Elle s’assoit immédiatement, faisant face au théâtre, et pose son riche bouquet, qui est d’un blanc pur, étant entièrement composé de fleurs d’oranger, de perce-neige et de jasmin : mélange de l’hiver, de l’été et de fleurs de serre chaude, que sa bouquetière sait lui vendre fort cher.
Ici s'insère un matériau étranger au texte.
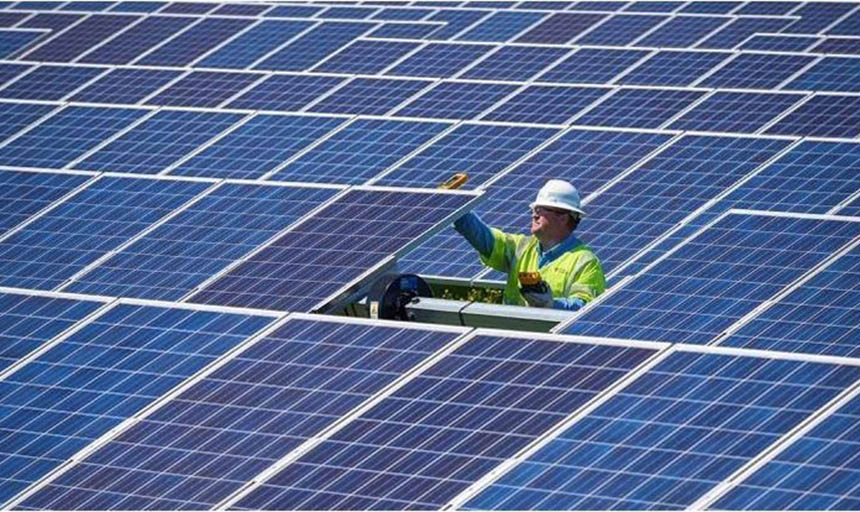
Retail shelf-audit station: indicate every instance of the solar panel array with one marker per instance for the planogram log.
(182, 182)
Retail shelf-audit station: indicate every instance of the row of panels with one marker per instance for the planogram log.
(218, 407)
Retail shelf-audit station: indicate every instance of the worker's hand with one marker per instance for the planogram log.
(538, 296)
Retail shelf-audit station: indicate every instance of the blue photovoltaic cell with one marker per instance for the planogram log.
(440, 60)
(254, 44)
(621, 30)
(257, 146)
(103, 374)
(673, 68)
(593, 66)
(683, 31)
(449, 426)
(125, 85)
(224, 430)
(743, 112)
(366, 57)
(589, 159)
(545, 104)
(819, 317)
(159, 142)
(313, 46)
(370, 96)
(818, 471)
(501, 26)
(560, 28)
(516, 63)
(80, 38)
(757, 71)
(137, 40)
(456, 100)
(182, 253)
(285, 92)
(479, 150)
(830, 74)
(23, 194)
(67, 135)
(27, 322)
(360, 151)
(822, 116)
(204, 89)
(194, 42)
(716, 278)
(327, 251)
(86, 226)
(671, 436)
(741, 28)
(639, 108)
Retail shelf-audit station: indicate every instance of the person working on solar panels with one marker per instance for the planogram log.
(570, 273)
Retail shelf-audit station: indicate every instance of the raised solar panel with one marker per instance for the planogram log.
(179, 255)
(194, 42)
(159, 142)
(138, 39)
(366, 57)
(671, 435)
(816, 472)
(515, 63)
(370, 96)
(27, 322)
(50, 83)
(327, 251)
(204, 89)
(715, 278)
(588, 159)
(360, 151)
(479, 150)
(323, 40)
(104, 373)
(85, 227)
(440, 60)
(125, 86)
(258, 146)
(744, 112)
(256, 43)
(225, 429)
(67, 135)
(449, 426)
(546, 104)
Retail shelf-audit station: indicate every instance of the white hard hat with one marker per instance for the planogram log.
(559, 194)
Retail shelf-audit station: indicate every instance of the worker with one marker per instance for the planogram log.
(570, 272)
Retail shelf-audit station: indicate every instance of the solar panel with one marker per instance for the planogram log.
(744, 112)
(221, 228)
(102, 374)
(479, 150)
(370, 96)
(159, 142)
(360, 151)
(323, 40)
(716, 277)
(672, 435)
(256, 43)
(220, 433)
(447, 427)
(823, 116)
(330, 249)
(258, 146)
(67, 135)
(593, 66)
(27, 322)
(204, 89)
(817, 471)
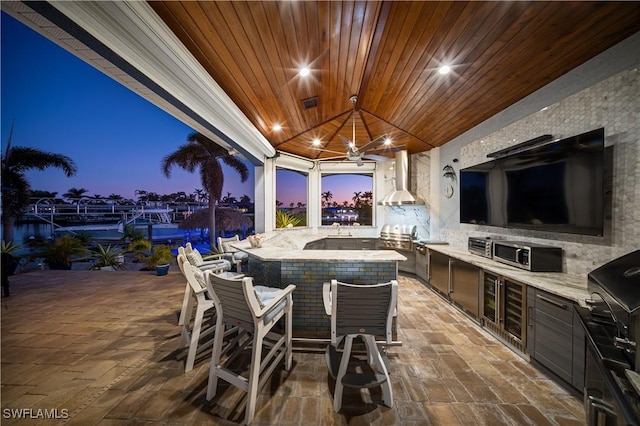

Elle couvre l’intensité de son regard, qui est le caractère distinctif de son visage, d’un voile de tristesse et d’indifférence. Elle n’a aucune envie de regarder, de voir la figure pâle de M. de Marolles, qui flâne, le dos tourné à l’orchestre et sa lorgnette à la main.

Le marquis jette un coup d’œil sur le programme et le rejette loin de lui d’un air mécontent.

« Cette abominable empoisonneuse, dit-il, quand donc les Parisiens seront-ils fatigués de ses horreurs ? »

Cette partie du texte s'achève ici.